2021-12-21T21:11:13.435401Z 0 [Note] [MY-000000] [WSREP] Initiating SST cancellation
2021-12-21T21:11:13.435443Z 3 [Note] [MY-000000] [Galera] gcomm: backend closed already
2021-12-21T21:11:13.435512Z 0 [Note] [MY-000000] [WSREP] Terminating SST process
2021-12-21T21:11:13.435558Z 3 [Note] [MY-000000] [Galera] gcomm: closed
This smells like the systemd timeout of 15 min. You can try increasing it from the unit file.
In mysql.service I set
TimeoutStartSec=infinity
I’ve also used this
TimeoutSec=14440
Both yield the same result.
The joiner killed itself after 120s of receiving no data. Ensure that ports 4567, 4568, and 4444 are open between both nodes.
2021-12-21T21:11:12.390242Z 0 [ERROR] [MY-000000] [WSREP-SST] xtrabackup finished with error: 1. Check /db1//innobackup.backup.log
What’s the contents of this log?
The ports are open. I get a response.
node1: socat - TCP-LISTEN:4444
node2: echo "hello" | socat - TCP:ip.adr.of.node1:4444
``
innobackup.backup.log included.
innobackup_backup_log.txt (51.2 KB)
How do I overwrite service_startup_timeout=900
I checked the vi /usr/bin/mysql-systemd
file and the value is set to 900 how can I overwrite that variable.
You can edit the file directly. Also might want to check the alternative method listed here: [PXC-2080] SST Timeout After 2 hours 30 minutes On Systemd Implementation - Percona JIRA
This seems to be for mysql version 5.6, I am using 8.0 which comes with Percona XtraDB Cluster 8.0. I have set service_startup_timeout=14400
in the [mysqld_safe]
block of my.cnf. Still getting a failure. Edited /usr/bin/mysql-systemd
and changed the service_startup_timeout to 14400 and time out still occurs.

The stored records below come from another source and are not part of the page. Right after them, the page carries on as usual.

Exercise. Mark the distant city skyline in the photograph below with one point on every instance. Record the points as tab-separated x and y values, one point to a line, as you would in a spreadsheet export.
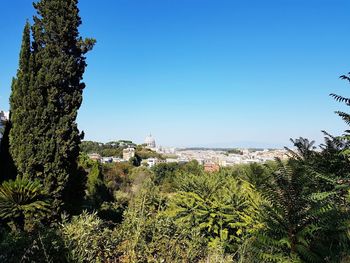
204	73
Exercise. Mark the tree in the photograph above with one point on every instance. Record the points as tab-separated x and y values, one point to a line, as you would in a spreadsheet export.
23	200
97	191
7	166
45	138
20	134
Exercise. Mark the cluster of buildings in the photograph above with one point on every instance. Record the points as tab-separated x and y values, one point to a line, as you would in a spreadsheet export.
212	160
129	152
224	159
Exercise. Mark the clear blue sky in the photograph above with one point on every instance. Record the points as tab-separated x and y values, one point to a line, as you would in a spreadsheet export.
204	72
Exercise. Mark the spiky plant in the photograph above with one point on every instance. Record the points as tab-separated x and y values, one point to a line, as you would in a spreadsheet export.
22	200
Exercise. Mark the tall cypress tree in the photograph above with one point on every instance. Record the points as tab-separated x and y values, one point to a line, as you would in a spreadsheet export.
20	146
56	67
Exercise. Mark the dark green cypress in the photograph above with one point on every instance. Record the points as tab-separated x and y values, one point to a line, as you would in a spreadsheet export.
19	135
45	138
59	53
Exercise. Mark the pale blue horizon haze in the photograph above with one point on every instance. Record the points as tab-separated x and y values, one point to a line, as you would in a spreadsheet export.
213	73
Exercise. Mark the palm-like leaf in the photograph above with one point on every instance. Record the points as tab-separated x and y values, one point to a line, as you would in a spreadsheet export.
21	199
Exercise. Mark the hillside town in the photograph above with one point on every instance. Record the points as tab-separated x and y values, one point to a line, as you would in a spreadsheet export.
211	159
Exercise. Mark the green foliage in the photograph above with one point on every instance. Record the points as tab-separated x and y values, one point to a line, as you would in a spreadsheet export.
165	174
23	201
149	236
46	95
97	191
88	239
7	166
223	208
42	245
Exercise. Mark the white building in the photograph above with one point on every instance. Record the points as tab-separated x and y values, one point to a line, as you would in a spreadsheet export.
150	142
128	153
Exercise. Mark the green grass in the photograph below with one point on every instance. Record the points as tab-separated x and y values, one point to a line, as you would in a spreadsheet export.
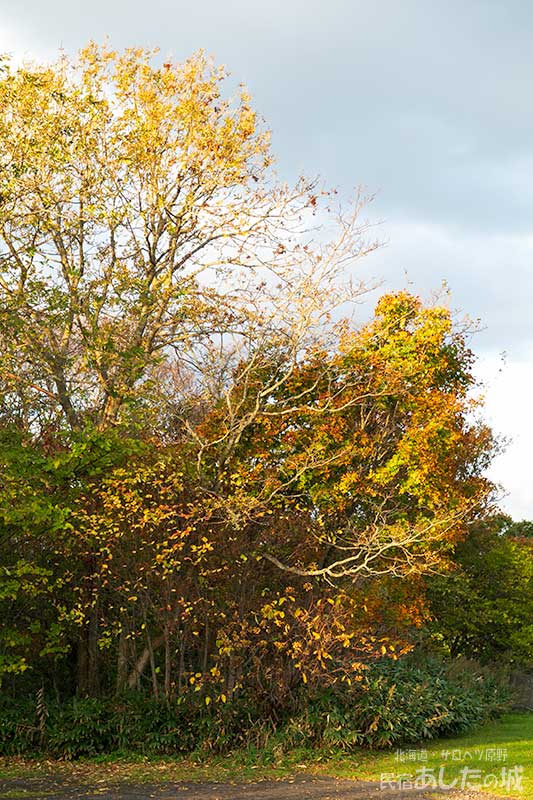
512	736
509	740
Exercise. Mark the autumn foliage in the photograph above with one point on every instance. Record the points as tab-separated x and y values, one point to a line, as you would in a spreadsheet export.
212	482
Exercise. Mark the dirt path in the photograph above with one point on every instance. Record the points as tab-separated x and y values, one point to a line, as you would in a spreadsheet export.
300	788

Did you ever find a fix for this? I’m having the exact same problem after upgrading to 8.027-18.1 from 5.7.
The joiner updates with SST and reaches the same state (same UUID), but it doesn’t return for a long time and then eventually times out/shuts down. I have also tried extending the timeout in both the mysql-systemd and my.cnf under [mysqld_safe].
The solution that worked for me was commenting out the line
log-bin =
as outline here:
I am not sure what the fix was. But it wasn’t related to bin log. I tried so much that I really don’t remember. I think it might have been a hard drive space issue.